É importante ressaltar que o médico geneticista Gabriel Ércoli (MN 142.115) explicou em entrevista ao Infobae que a presença dos cromossomos mencionados não define o gênero masculino: “Uma mulher geralmente tem dois cromossomos X no par sexual, mas às vezes pode ter cromossomos XY devido a condições genéticas como a Síndrome de Insensibilidade a Andrógenos. Nessa condição, o corpo não responde aos hormônios masculinos (andrógenos) como a testosterona. Embora a pessoa tenha um cariótipo XY, desenvolve características sexuais femininas. Isso também pode ocorrer em outros casos, como a síndrome de Swyer, onde a pessoa possui um cromossomo Y, mas as gônadas não se desenvolvem como testículos, e as características físicas são compatíveis com o sexo feminino.”

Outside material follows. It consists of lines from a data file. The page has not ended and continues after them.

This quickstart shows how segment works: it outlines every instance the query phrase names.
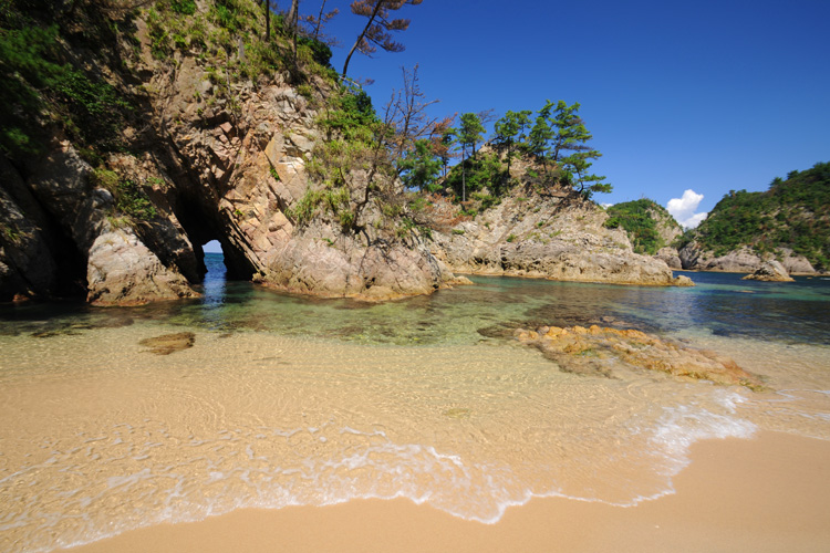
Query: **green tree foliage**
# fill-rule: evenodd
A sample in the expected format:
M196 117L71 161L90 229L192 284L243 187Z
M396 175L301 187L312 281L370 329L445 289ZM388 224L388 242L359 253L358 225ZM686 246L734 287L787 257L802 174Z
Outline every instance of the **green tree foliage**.
M459 165L464 165L464 170L455 167L444 180L444 186L456 196L464 198L465 195L475 197L484 194L499 198L507 191L506 167L497 153L469 158Z
M473 149L473 156L476 155L476 144L484 139L485 127L481 119L475 113L461 114L460 126L456 132L456 139L461 147L461 201L467 201L467 148Z
M668 246L660 237L655 213L663 221L668 221L670 225L673 225L677 229L681 228L663 206L647 198L615 204L609 207L609 219L605 221L605 227L610 229L622 227L629 233L635 252L653 255L661 248Z
M741 246L758 252L790 248L830 269L830 163L776 178L766 192L730 190L691 239L716 255Z
M363 31L357 35L343 64L343 76L349 71L349 62L354 52L372 55L378 48L386 52L403 52L405 46L393 40L393 32L405 31L409 28L409 20L391 19L392 12L406 4L417 6L423 0L354 0L350 8L355 15L367 19Z
M421 139L415 143L415 149L398 161L397 168L406 188L435 191L442 160L433 152L432 142Z
M530 124L530 111L508 111L494 125L495 136L492 144L497 148L505 150L508 174L510 173L512 159L517 155L517 145L521 144L526 138L525 128Z
M129 108L115 87L65 61L61 25L39 19L49 19L52 9L7 1L0 15L0 149L12 158L41 148L42 114L60 121L82 147L116 148ZM93 22L102 27L102 40L113 40L106 22Z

“Mulheres com níveis mais altos de andrógenos geralmente têm mais massa muscular e força. Também apresentam maior resistência e recuperação após o exercício, junto com um menor percentual de gordura corporal. Por tudo isso, podem ter vantagens em esportes que exigem força e resistência”, concluiu o especialista.
A boxeadora recebeu o apoio do Comitê Olímpico e de Esportes da Argélia, que “condenou enérgicamente o comportamento imoral e a difamação” contra ela: “Tais ataques à sua personalidade e dignidade são profundamente injustos”. “Toda a nação está ao seu lado, orgulhosa de suas conquistas e da honra que traz para a Argélia. Vamos focar no seu talento incrível e no trabalho árduo que você fez para representar nosso país no cenário global”, acrescentaram.
Após um início triunfante nos Jogos Olímpicos, Imane Khelif optou por se expressar de forma sucinta em uma frase nas redes sociais: “Louvado seja Deus. Primeira vitória.” Ela enfrentará neste sábado nas quartas de final a húngara Luca Hámori, que venceu a australiana Marissa Williamson. Sua próxima rival foi consultada sobre a situação e enviou uma mensagem desafiadora: “Não me importam as histórias nem o que está acontecendo nas redes sociais. Vim aqui para ganhar uma medalha. Não me importa nada. Vou para o ringue e conquistarei minha vitória.”